Patients with Lung Cancer with Metachronous or Synchronous Gastric Cancer

Koichi Kurishima; Hiroaki Satoh; Katsunori Kagohashi; Shinsuke Homma; Hidetsugu Nakayama; Gen Ohara; Hiroichi Ishikawa; Nobuyuki Hizawa


Clin Lung Cancer. 2009;10(6):422-425. 

In This Article

Abstract and Introduction


Background: There are few reports of treatment and outcome for patients with metachronous or synchronous lung and gastric cancers. To evaluate them, we conducted a retrospective study.
Patients and Methods: The medical records of patients with lung cancer who previously or simultaneously had gastric cancer seen in our division between January 1979 and July 2008 were reviewed.
Results: Forty-five (3.2%) of 1391 patients had previous or simultaneous gastric cancer. The proportion of men was higher among patients with lung cancer with gastric cancer than those without (P = .0006). There was a significant difference in age at the time of diagnosis of lung cancer between the 45 patients with gastric cancer and the 1346 patients without it (P = .0344). The proportion of smokers was higher among lung cancer patients with gastric cancer than those without (P = .0015). Twenty-seven of 45 patients had smoking-related cell types of lung cancer: squamous cell carcinoma and small-cell lung cancer. The proportion of these 2 cell types was higher in patients with lung cancer with gastric cancer than those without (P = .02).
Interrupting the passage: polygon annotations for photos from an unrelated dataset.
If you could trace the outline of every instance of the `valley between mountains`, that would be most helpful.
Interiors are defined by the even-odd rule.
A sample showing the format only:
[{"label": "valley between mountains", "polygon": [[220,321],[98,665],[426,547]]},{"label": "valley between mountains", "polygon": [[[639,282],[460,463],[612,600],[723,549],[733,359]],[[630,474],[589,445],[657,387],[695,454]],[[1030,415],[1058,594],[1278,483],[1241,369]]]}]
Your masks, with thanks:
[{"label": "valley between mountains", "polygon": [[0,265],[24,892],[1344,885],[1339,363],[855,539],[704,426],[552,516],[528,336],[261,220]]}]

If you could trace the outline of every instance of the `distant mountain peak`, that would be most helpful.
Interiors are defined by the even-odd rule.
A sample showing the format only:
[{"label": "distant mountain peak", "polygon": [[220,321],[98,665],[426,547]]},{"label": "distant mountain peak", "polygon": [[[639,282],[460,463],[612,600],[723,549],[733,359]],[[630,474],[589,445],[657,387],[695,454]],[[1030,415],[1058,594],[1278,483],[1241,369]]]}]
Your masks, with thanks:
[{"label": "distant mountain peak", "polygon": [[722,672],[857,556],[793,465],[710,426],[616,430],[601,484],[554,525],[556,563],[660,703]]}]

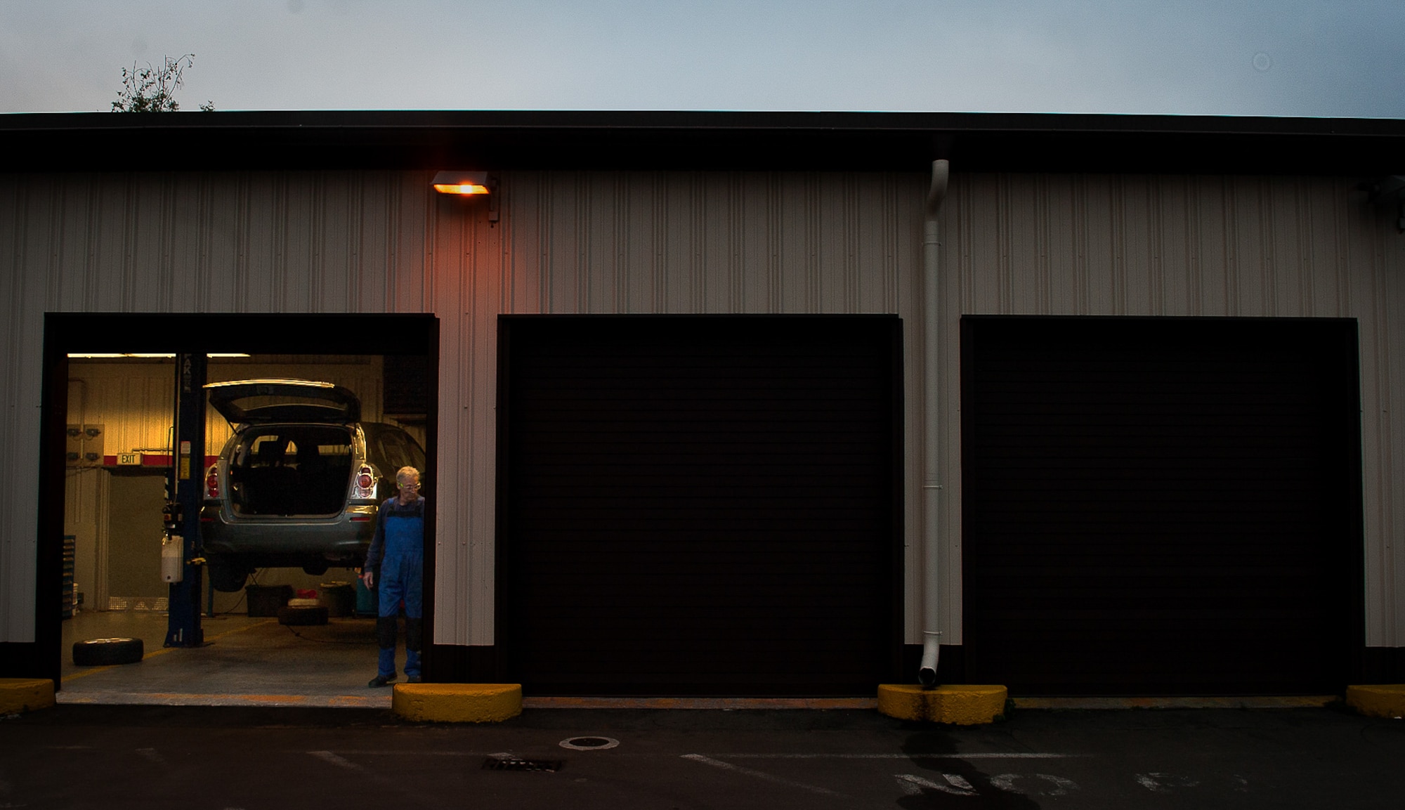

The diagnosis of gastric cancer preceded the diagnosis of lung cancer in 33 patients, and the median duration from the diagnosis of gastric cancer to that of the lung cancer was 6 years.
Conclusion: For patients with gastric cancer, smoking cessation, a chest radiograph at least yearly for several years, and swift evaluation of signs or symptoms that are suggestive of lung cancer should be recommended, especially in elderly men with gastric cancer and smoking habit.


Patients with lung cancer can have other malignancies, but so too can those with gastric cancer.[1–12] Epidemiologically, it has been suggested that cigarette smoking is closely associated with an increased risk of cancers in various organs, including the lung and stomach.[13–15] Lung cancer is primarily known to be associated with upper aerodigestive cancer, but the incidence of its association with gastric cancer might not be ignored, especially in Japan.[1,2,6,7] On the other hand, lung cancer seems to be one of the most common second primary cancers in patients with gastric cancer.[1,6] However, there are few reports of treatment and outcome for patients with synchronous and metachronous lung and gastric cancers.[4,7,8,12] Additionally, the treatments for these lung cancer patients and their outcomes are scarcely reported.[5,8,12] To evaluate such clinical information, we reviewed our experience with lung cancer patients who metachronously or synchronously developed gastric cancer.